Un titolo semplice, come avrebbe potuto pensarlo un bambino entusiasta, per un allestimento che entusiasma. Nel segno della semplicità. Il nocciolo è presto detto. Vestiti. Centotre per l’esattezza, che fanno comunella in diverse stanze di Palazzo Braschi, segnandone l’atmosfera; ogni sala una scena corale o intima riscrive un film uguale eppure diverso da quello a cui i costumi appartengono.
I vestiti dei sogni porta al museo processioni di ancelle rinascimentali, Il Gattopardo e i balli decadenti di nobili riarsi dal sole, l’epicità dell’Edipo re e il mito che raggela il sangue, tutto in completa assenza di corpi umani: solo abiti, risolti in se stessi. “Mangia a gusto tuo, vesti a gusto degli altri”, recita il proverbio. E quando gli altri sono Piero Gherardi, Danilo Donati, Piero Tosi, Milena Canonero – solo alcuni tra i maestri del costume italiano in mostra – non si stenta a sposare l’adagio; i nomi sono altisonanti e trasversali nel tempo, come è negli intenti espressi del curatore, Gian Luca Farinelli.

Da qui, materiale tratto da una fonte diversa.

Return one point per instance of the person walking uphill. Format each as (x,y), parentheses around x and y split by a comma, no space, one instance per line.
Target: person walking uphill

A introdurre i visitatori sono la giacca di Jep Gambardella, in compagnia del magnifico mantello cangiante che prepara a una vera Grande Bellezza: l’ultimo Oscar italiano in apertura, a contrasto con il primo Oscar a un costumista italiano, Piero Gherardi, protagonista della locandina con l’abito che fasciava Sandra Milo sull’altalena in Giulietta degli spiriti.
E poi parati cardinalizi da Le piacevoli notti insieme ad Habemus Papam di Moretti, i cui abiti si intervallano ai mezzi busti marmorei di papi e cardinali storici; il giovane favoloso Leopardi che medita in solitaria; quella che era la regina della Luna per il Barone di Munchausen aperta a un dialogo surreale con le dame di Marie Antoinette; fino alla Gradisca di Amarcord e a C’era una volta in America.
C’è ovunque un’euforia infantile per i dettagli finalmente nitidi sulle stoffe e per i tagli dai disegni superbi. Abiti di scena da Oscar si rivelano come i veri protagonisti delle fantasie sfrenate di ogni spettatore, lontano dalla macchina da presa (che pure esiste e proietta fotogrammi di film sulle severe ma accoglienti pareti del palazzo, illuminato ad arte). Un’immagine tattile – o meglio tessile – del sogno e di quello che per molti versi gli è sinonimo, il cinema. E i vestiti che raccontano due storie parallele, quella tutta interna all’inquadratura e un’altra, affatto secondaria, di una vita di set, di camerini, di corsetti tirati fino a svenire e di copricapi rocamboleschi che a camere accese perdevano l’eccentrico per diventare emblema di severità.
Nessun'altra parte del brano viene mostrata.